Les ambassades américaines à Amman, Jérusalem et Bagdad ont parallèlement exhorté les ressortissants américains à envisager de quitter la région ou à se tenir prêts à partir en cas d’escalade. Les citoyens présents en Jordanie ont été invités à s’éloigner des bases militaires américaines, récemment visées par des missiles iraniens. À Jérusalem, l’ambassade a conseillé aux Américains de repérer l’abri anti-bombes le plus proche, soulignant que « le régime iranien est imprévisible ».
Sur le front maritime, le Koweït a annoncé répondre à une nouvelle vague d’attaques de drones iraniens ayant frappé plusieurs « installations vitales » du pays, dont un site gouvernemental dans le nord du territoire. Aucune victime n’a été signalée. Dans le détroit d’Ormuz, deux incidents distincts ont touché des navires commerciaux vendredi et samedi. Un pétrolier a été endommagé par un projectile non identifié à une vingtaine de kilomètres au nord-est de Lima, en Oman ; un autre a signalé une explosion à proximité au large de Khasab. Là encore, aucun blessé n’a été rapporté.
Les Houthis yéménites, soutenus par l’Iran, ont de leur côté affirmé avoir contraint huit pétroliers saoudiens à dévier de leurs routes habituelles dans le cadre d’un blocus déclaré la semaine dernière contre les exportations d’hydrocarbures du royaume. Ces navires devraient désormais emprunter le long trajet contournant le cap de Bonne-Espérance pour atteindre les marchés asiatiques. Riyad n’a pas confirmé ces détournements. Les Houthis contrôlent une grande partie du nord du Yémen depuis leur prise de Sanaa en 2014 et présentent ce blocus comme une riposte aux pressions saoudiennes exercées sur les territoires qu’ils administrent.
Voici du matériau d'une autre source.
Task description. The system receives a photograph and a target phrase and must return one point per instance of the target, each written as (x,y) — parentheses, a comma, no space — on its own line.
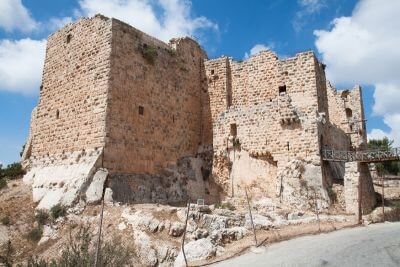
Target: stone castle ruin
(131,117)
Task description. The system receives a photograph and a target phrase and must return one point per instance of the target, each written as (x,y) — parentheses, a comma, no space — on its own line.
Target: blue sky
(358,40)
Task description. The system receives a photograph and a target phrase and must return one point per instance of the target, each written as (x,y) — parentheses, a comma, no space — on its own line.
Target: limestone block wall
(273,106)
(347,113)
(73,97)
(155,105)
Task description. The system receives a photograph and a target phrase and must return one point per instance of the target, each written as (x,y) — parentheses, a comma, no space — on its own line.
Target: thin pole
(383,198)
(316,211)
(184,233)
(359,200)
(99,236)
(251,217)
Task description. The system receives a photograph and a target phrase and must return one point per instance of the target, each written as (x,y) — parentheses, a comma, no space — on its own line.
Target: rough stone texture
(196,250)
(95,191)
(172,124)
(62,183)
(354,171)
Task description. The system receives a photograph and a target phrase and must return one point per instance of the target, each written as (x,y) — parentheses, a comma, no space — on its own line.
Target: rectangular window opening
(141,110)
(282,89)
(69,36)
(233,129)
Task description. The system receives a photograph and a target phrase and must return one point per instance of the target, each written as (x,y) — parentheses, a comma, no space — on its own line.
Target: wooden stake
(251,217)
(99,236)
(184,233)
(316,211)
(383,198)
(359,200)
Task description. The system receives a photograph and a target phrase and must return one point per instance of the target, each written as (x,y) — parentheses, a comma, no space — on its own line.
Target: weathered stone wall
(68,133)
(346,112)
(355,172)
(73,97)
(274,106)
(155,109)
(115,97)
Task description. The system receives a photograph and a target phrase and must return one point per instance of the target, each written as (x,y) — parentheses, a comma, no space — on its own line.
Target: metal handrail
(361,155)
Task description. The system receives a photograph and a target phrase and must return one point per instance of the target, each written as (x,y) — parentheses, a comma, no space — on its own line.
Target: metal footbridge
(367,156)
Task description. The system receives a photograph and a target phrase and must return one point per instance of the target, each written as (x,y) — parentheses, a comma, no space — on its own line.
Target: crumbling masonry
(167,123)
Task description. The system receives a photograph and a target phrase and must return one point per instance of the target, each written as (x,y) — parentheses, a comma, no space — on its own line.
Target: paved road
(374,245)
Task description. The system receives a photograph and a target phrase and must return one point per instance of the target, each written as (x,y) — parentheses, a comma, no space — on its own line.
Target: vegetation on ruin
(388,167)
(6,254)
(41,217)
(11,172)
(225,205)
(58,211)
(149,53)
(34,234)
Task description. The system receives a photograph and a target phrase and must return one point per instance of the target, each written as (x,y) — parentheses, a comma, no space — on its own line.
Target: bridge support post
(358,189)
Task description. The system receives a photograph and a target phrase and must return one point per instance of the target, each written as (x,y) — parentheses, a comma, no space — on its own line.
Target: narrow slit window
(282,89)
(233,129)
(69,37)
(229,100)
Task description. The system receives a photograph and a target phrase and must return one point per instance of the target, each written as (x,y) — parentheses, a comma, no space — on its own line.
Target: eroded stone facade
(170,124)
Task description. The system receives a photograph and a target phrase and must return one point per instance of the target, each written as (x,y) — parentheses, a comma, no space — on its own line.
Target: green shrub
(58,211)
(6,220)
(41,217)
(6,255)
(226,205)
(149,53)
(81,251)
(3,183)
(35,234)
(12,171)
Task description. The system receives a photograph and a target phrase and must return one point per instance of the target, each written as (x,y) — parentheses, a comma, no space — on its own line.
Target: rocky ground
(154,232)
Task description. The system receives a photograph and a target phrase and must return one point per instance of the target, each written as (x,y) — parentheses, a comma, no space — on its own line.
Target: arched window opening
(282,89)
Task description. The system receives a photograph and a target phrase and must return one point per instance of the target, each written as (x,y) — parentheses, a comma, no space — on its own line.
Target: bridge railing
(363,155)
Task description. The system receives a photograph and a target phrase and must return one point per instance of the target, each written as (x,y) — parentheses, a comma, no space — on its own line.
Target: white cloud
(21,65)
(364,48)
(163,19)
(14,16)
(308,7)
(257,49)
(57,23)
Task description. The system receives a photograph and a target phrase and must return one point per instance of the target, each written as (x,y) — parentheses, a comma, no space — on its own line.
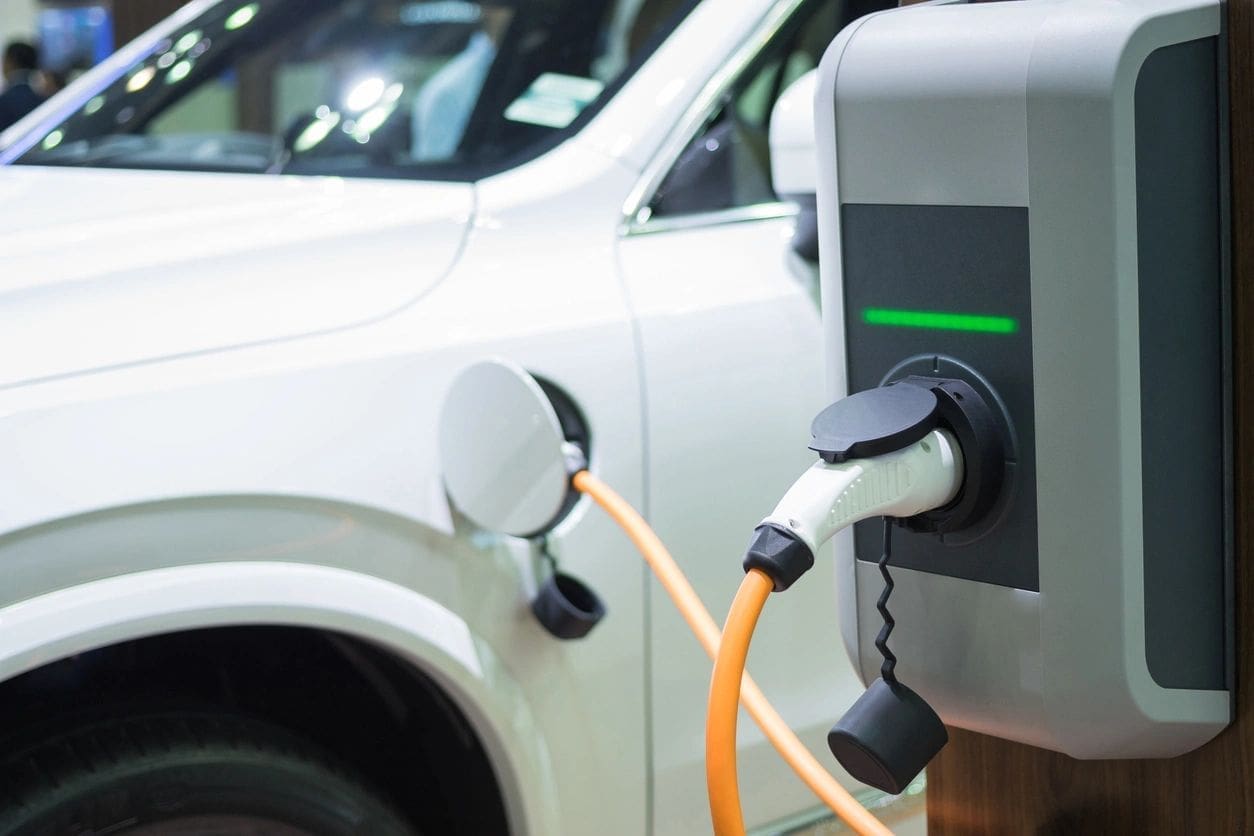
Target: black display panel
(944,291)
Au Liban-Sud, l’ONU a exprimé samedi une vive préoccupation face à l’ampleur des destructions menées par Israël malgré le cessez-le-feu conclu avec le Hezbollah. « L’ampleur des détonations et des démolitions en cours dans le sud du Liban est profondément préoccupante, avec un impact dévastateur sur les infrastructures civiles, le patrimoine culturel et la mémoire collective des communautés », a indiqué le bureau du coordinateur spécial de l’ONU pour le Liban. La veille, l’armée israélienne avait fait exploser quelque 700 tonnes d’explosifs près du château de Beaufort, site classé sur la liste du patrimoine mondial en danger de l’Unesco la semaine précédente. Israël affirme avoir détruit des « tunnels terroristes » dans ce secteur.
À Gaza, trois Palestiniens ont été tués samedi lors de frappes israéliennes, selon les autorités sanitaires et la défense civile locales. Deux ont péri dans des attaques de drones à Gaza-Ville, un troisième lors d’un tir de missile sur un camp hospitalier à Deir al-Balah. Israël assure avoir ciblé des « terroristes » et démantelé cinq dépôts d’armes, dont un qu’il situe sur le site du camp hospitalier. Des travailleurs de santé ont démenti cette version, affirmant que les entrepôts visés contenaient du matériel de dialyse et des fournitures médicales essentielles.